Transition juste et entreprise : droits humains dans la transition écologique
La transition juste : un enjeu central de la responsabilité d'entreprise
La transition juste (Just Transition) désigne le processus par lequel la transformation vers une économie bas-carbone et durable est réalisée en préservant les droits et les conditions de vie des travailleurs et des communautés qui dépendent des industries et activités en transition. C'est l'application du principe d'équité sociale à la transition écologique.
Pour les entreprises, la transition juste est devenue un enjeu de devoir de vigilance : les plans de transformation vers la neutralité carbone peuvent eux-mêmes générer des impacts négatifs sur les droits humains si la dimension sociale n'est pas intégrée.

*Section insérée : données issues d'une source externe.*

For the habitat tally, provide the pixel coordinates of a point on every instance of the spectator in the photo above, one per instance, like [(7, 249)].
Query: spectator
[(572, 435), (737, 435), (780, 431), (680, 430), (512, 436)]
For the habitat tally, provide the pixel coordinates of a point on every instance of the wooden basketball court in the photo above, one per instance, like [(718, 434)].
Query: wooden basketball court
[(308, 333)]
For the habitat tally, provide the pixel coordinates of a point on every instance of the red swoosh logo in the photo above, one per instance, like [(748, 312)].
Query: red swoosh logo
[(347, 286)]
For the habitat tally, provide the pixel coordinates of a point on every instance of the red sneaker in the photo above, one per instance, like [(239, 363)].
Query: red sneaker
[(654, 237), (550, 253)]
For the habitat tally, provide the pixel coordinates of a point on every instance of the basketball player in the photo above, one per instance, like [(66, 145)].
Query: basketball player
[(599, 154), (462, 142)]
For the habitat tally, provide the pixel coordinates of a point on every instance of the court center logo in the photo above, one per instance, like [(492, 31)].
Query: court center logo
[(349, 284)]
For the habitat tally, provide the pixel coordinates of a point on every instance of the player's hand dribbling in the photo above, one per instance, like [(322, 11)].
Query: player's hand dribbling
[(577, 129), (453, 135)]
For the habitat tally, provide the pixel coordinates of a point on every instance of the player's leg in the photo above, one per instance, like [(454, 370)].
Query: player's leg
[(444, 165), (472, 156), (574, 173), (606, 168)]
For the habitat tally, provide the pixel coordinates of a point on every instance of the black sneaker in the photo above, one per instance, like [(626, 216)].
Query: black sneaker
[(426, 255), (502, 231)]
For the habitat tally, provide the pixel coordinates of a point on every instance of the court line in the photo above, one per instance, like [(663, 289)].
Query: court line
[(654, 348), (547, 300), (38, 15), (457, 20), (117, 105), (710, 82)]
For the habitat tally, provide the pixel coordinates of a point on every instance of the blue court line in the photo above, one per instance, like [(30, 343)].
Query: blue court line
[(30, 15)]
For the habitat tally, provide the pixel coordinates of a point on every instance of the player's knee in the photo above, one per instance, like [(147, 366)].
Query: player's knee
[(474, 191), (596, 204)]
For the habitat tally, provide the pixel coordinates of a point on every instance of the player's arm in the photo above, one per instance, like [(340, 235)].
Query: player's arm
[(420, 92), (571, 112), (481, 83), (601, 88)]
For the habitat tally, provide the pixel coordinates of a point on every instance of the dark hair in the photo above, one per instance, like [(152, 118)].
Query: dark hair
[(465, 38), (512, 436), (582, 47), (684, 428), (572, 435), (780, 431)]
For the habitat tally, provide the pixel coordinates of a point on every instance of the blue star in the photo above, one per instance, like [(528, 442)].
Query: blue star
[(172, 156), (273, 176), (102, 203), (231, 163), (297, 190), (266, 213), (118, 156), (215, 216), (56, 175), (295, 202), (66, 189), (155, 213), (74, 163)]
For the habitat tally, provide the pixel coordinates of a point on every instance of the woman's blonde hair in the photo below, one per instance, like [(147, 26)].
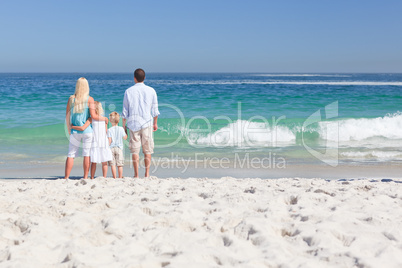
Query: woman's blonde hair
[(80, 96), (98, 108)]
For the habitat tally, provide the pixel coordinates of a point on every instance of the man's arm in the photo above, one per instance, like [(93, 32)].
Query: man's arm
[(155, 111), (124, 125), (126, 111), (155, 123)]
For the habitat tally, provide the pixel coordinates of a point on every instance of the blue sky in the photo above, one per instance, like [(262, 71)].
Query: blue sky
[(200, 36)]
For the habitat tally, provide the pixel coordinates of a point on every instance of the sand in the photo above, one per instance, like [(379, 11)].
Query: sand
[(192, 222)]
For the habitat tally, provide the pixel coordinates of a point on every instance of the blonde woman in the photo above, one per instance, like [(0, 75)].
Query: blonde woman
[(80, 107)]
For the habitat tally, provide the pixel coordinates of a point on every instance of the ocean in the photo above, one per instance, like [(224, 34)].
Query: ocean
[(326, 119)]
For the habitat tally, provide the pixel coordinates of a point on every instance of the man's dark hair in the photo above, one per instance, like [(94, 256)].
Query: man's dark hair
[(139, 74)]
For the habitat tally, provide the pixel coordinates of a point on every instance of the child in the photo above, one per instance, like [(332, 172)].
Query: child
[(100, 151), (116, 135)]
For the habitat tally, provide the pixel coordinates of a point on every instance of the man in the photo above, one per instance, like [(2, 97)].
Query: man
[(140, 112)]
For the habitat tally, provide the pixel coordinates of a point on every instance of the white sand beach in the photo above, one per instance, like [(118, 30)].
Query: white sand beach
[(224, 222)]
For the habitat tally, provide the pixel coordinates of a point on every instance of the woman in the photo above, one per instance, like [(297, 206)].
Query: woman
[(80, 107)]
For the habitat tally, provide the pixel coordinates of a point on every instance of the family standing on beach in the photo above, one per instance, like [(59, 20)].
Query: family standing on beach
[(87, 124)]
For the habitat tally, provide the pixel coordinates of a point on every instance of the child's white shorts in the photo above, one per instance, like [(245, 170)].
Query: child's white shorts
[(75, 143)]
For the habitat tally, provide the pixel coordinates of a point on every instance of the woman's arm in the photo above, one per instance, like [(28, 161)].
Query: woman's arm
[(94, 116), (68, 117), (82, 128)]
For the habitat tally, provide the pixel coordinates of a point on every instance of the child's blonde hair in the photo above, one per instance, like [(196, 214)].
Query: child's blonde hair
[(98, 108), (80, 96), (114, 118)]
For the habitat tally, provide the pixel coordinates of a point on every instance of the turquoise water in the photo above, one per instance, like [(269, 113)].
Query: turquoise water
[(218, 114)]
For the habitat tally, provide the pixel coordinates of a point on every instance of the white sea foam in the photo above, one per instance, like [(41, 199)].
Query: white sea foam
[(331, 83), (302, 75), (244, 134), (385, 155), (388, 127)]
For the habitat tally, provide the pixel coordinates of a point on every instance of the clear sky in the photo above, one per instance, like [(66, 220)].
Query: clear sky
[(200, 36)]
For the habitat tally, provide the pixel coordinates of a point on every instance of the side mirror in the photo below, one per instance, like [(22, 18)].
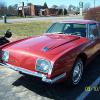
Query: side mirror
[(8, 34)]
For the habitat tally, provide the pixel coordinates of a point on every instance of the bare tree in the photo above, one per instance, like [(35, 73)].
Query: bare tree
[(12, 10), (3, 8)]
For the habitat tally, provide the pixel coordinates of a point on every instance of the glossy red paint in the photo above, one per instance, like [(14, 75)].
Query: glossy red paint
[(62, 51)]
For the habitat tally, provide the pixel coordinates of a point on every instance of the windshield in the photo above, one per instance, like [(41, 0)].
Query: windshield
[(68, 28)]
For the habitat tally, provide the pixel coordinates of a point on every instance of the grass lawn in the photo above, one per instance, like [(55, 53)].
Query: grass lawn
[(25, 29)]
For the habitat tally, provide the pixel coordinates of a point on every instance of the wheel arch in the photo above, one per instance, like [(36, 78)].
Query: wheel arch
[(83, 56)]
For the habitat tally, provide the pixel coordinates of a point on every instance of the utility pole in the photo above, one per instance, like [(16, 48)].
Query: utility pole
[(23, 13), (81, 7), (94, 3)]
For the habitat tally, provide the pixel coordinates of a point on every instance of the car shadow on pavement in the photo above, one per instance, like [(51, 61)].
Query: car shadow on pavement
[(60, 91)]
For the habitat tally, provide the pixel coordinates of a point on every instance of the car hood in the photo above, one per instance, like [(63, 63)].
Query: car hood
[(44, 43)]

Les risques sociaux de la transition écologique
La décarbonation de l'économie peut générer plusieurs types de risques pour les travailleurs et les communautés :
- Pertes d'emplois dans les secteurs fossiles : fermeture de mines, de centrales thermiques, reconversions industrielles ;
- Impacts sur les communautés locales : économies locales dépendantes d'une industrie en déclin ;
- Conditions de travail dans les nouvelles filières vertes : risques dans la fabrication de panneaux solaires, de batteries, dans le recyclage ;
- Impacts dans les pays en développement : bouleversement des économies dépendantes des ressources fossiles.
Les obligations CSDDD relatives à la transition juste
La directive CSDDD intègre la dimension de transition juste dans plusieurs de ses composantes :
- Le plan de transition climatique obligatoire doit inclure les aspects sociaux de la transition, pas seulement les aspects techniques ;
- La due diligence sur les droits humains couvre les droits des travailleurs dans les nouvelles filières vertes ;
- Les mécanismes de consultation des parties prenantes doivent inclure les syndicats et les communautés locales affectées.
Bonnes pratiques de transition juste en entreprise
- Dialogue social anticipé : associer les représentants des travailleurs dès la conception des plans de transformation ;
- Plans de reconversion et de formation : investir dans les compétences pour accompagner les travailleurs des secteurs en déclin ;
- Accompagnement des communautés locales : programmes de développement économique alternatif pour les territoires affectés ;
- Conditions de travail dans les nouvelles filières : s'assurer que les exigences éthiques s'appliquent aussi aux nouvelles chaînes d'approvisionnement vertes ;
- Transparency sur les plans de transformation : communiquer clairement sur les impacts sociaux attendus et les mesures d'accompagnement.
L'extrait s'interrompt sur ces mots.